Un pas énorme est franchi. On n’avait pas encore pensé en Amérique à être polis avec la domesticité noire. Mais dans les années 30 Hollywood étant l’exemple même du savoir vivre et de la distinction pour tous les américains, on allait y songer.

Et puis Louise Beavers étant une actrice très appréciée du public et des acteurs à qui elle donne la réplique; la PARAMOUNT va songer à étoffer ses rôles. De domestique poliment traitée elle deviendra domestique confidente, domestique compréhensive et enfin domestique qui vient en aide à ses patrons qu’elle aime sincèrement et qui le lui rendent bien.
En 1934, le studio saute le pas en étant de la première version de « Imitation of Life » avec Claudette Colbert où Louise à un rôle d’égale importance à celui de Claudette. Et surtout, pour la première fois, les problèmes personnels de son personnage sont non seulement évoqués mais traités avec autant d’intérêt que ceux de Claudette.
Que Louise Beavers n’ai pas été nommée aux Oscar pour sa prestation faillit provoquer si pas une guerre civile au moins des émeutes à Hollywood! La presse prendra le parti de la laissée pour compte. Du jamais vu!
Prendre la défense d’une femme noire face à une institution blanche!
Entre Louise et les Oscar, l’opinion choisit Louise!
On pourra lire en gros titres: « L’Académie des Oscars refuse de nommer une actrice noire! » et en très grosse lettres juste au dessus on lisait SHAME! En 1939 l’académie ne commettra pas la même erreur et se dépêchera de couronner Hattie MacDaniel pour « Autant en Emporte le Vent ».

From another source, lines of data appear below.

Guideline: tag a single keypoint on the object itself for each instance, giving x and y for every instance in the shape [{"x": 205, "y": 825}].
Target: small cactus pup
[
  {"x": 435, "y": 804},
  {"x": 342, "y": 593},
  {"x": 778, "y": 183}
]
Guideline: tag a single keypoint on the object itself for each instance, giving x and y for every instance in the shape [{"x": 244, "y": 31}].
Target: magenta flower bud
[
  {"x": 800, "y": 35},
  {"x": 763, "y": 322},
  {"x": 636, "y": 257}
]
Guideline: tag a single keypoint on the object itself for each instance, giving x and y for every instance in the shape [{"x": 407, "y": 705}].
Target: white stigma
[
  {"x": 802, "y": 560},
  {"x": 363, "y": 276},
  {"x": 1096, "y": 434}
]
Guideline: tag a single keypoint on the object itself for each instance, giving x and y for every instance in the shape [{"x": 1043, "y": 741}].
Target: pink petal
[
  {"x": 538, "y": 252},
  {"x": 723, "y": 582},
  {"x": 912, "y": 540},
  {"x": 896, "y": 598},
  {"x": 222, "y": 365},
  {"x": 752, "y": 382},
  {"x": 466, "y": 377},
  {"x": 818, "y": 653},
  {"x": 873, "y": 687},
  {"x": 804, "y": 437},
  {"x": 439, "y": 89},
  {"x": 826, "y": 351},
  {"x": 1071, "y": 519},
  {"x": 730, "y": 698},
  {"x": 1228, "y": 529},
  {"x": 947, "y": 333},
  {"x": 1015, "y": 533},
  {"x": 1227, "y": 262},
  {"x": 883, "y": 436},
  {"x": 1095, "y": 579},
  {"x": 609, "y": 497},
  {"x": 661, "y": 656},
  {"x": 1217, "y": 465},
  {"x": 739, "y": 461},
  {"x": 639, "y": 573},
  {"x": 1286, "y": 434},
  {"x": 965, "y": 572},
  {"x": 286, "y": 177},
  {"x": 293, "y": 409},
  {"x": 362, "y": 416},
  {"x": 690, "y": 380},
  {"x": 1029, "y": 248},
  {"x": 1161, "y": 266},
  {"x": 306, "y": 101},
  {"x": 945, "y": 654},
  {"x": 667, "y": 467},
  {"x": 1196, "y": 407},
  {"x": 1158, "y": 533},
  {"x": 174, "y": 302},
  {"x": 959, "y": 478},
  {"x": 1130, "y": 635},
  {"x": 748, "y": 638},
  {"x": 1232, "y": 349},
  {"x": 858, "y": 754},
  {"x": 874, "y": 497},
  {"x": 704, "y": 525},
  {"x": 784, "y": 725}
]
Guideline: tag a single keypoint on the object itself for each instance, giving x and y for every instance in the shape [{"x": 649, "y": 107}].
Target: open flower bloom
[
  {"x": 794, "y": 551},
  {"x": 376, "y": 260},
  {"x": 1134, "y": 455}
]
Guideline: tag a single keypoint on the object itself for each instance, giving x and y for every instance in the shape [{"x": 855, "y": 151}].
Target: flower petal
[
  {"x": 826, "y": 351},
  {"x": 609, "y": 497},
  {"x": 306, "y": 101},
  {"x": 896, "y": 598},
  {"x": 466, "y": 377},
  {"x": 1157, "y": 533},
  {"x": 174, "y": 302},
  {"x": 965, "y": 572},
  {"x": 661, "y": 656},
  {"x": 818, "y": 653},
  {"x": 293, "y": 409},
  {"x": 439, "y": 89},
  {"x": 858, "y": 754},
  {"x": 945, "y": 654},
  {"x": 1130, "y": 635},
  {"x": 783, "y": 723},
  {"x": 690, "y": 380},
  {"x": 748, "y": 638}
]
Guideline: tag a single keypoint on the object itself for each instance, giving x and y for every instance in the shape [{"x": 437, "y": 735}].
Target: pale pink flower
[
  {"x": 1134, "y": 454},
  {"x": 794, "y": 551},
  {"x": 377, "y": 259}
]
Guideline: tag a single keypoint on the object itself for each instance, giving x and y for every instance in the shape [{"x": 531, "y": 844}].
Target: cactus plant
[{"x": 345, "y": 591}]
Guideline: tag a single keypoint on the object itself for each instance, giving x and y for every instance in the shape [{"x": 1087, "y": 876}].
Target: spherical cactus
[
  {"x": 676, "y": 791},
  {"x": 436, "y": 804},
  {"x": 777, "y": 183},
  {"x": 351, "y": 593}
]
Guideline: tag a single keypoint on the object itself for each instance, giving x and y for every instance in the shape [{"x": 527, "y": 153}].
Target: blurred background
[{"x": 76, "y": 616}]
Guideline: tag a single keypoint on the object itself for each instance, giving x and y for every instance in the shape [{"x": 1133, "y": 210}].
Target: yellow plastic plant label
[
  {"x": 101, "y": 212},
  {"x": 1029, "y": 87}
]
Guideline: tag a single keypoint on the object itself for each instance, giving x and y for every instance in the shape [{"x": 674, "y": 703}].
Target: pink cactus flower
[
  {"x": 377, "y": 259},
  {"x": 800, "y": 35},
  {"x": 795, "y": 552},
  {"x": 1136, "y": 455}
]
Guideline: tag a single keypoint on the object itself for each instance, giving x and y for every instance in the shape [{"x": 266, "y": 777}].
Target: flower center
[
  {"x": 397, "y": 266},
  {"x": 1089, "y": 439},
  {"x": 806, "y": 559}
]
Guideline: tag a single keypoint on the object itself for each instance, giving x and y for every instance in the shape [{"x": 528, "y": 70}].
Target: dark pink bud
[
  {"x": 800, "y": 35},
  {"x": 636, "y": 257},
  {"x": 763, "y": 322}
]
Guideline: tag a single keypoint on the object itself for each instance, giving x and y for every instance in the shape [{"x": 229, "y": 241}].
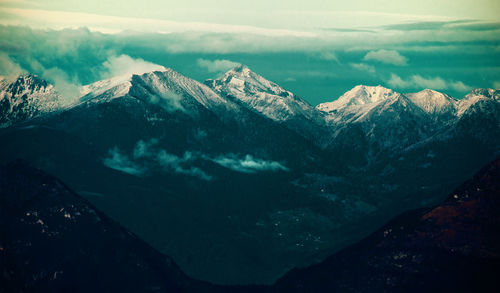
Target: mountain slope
[
  {"x": 269, "y": 99},
  {"x": 434, "y": 102},
  {"x": 53, "y": 241},
  {"x": 26, "y": 97},
  {"x": 453, "y": 247}
]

Quant à Louise, son statut aura complètement changé. Non seulement elle aura pu renégocier très avantageusement son contrat PARAMOUNT et exiger 20 semaines par an de liberté pour faire du théâtre mais sans même qu'elle le demande, son salaire a été revu très nettement en conséquence de sa popularité.

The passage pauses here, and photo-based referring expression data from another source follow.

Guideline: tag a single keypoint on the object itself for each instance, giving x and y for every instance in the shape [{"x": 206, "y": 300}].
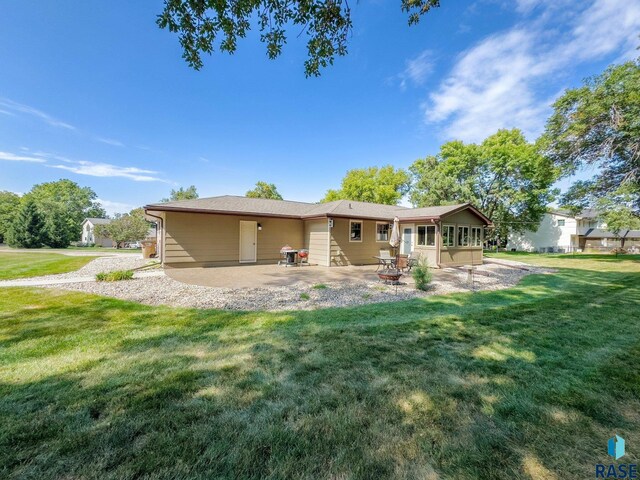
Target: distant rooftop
[{"x": 98, "y": 221}]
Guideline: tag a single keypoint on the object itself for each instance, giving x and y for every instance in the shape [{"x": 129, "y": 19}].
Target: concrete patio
[{"x": 252, "y": 276}]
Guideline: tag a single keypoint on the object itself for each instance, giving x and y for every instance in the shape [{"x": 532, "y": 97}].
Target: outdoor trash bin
[{"x": 148, "y": 248}]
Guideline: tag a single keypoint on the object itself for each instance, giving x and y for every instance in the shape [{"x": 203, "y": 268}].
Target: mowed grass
[
  {"x": 525, "y": 383},
  {"x": 21, "y": 265},
  {"x": 583, "y": 261}
]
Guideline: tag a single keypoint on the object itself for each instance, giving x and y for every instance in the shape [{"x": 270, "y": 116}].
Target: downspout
[
  {"x": 438, "y": 242},
  {"x": 161, "y": 240}
]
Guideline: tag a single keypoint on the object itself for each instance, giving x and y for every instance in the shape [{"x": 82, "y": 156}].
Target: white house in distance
[
  {"x": 559, "y": 231},
  {"x": 88, "y": 232}
]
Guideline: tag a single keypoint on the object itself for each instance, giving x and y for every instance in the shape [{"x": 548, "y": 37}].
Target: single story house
[
  {"x": 560, "y": 231},
  {"x": 231, "y": 230},
  {"x": 89, "y": 235}
]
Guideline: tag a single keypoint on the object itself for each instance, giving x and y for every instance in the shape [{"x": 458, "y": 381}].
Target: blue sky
[{"x": 96, "y": 92}]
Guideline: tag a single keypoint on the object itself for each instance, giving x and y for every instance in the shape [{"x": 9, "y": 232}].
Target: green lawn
[
  {"x": 523, "y": 383},
  {"x": 568, "y": 260},
  {"x": 20, "y": 265}
]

Mae West quant à elle lui écrit même quelques répliques d’anthologie pour « Lady Lou »
-Louise: Je n’aimerais pas être arrêtée dans la rue sans jupons par un policier! »

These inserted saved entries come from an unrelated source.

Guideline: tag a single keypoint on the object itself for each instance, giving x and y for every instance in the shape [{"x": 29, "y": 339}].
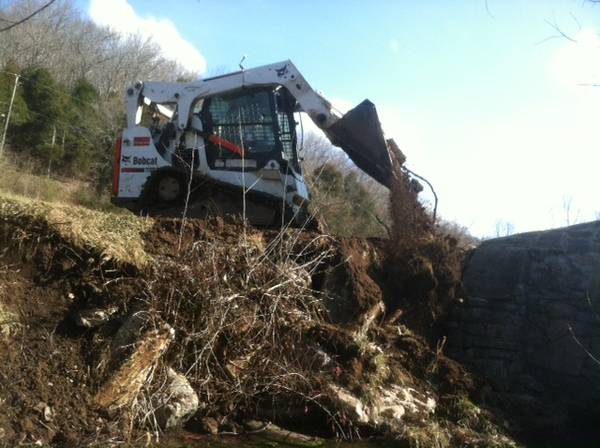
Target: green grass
[
  {"x": 117, "y": 237},
  {"x": 24, "y": 182}
]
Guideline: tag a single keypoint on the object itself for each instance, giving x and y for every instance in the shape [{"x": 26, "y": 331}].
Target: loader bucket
[{"x": 360, "y": 135}]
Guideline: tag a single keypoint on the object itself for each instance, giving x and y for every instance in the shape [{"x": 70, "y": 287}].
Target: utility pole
[{"x": 12, "y": 98}]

-Mae: « Pourquoi? Tu préfèrerais par un pompier? »
Il suffit de revoir « Le Lien Sacré » avec Carole Lombard et James Stewart pour se convaincre de l’évolution de Louise et avec elle, celle de sa condition de femme noire au cinéma. Carole est flanquée d’une belle mère revêche avec tout le monde et odieuse avec Louise, ce qui heurte vivement Carole. Ensuite, Carole et James, désargentés, doivent se passer des services de leur bonne. Louise prend donc son congé, non sans avoir refilé à Carole, un journal ouvert à la page des offres d’emploi. « Pourquoi n’essayez-vous pas? Travailler n’ a jamais tué personne, vous savez! » On assiste alors à cette scène inenvisageable cinq ans plus tôt: La nuit de Noël, le couple blanc, fauché comme les blés n’a rien à se mettre sous la dent et Carole réveillonne en contemplant la tête de sa belle-mère qui tricote. Soudain on sonne, c’est Louise, hilare en robe du soir de satin doré, qui part réveillonner avec sa ribambelle de joyeux amis et qui a songé à son ancienne patronne qu’elle aimait sincèrement et qui lui apporte dinde aux marrons et champagne frappé! On voit donc le couple de patrons qui vit la descente aux enfers de la médiocrité après le départ de Louise qui de son côté a visiblement vu ses affaires prospérer.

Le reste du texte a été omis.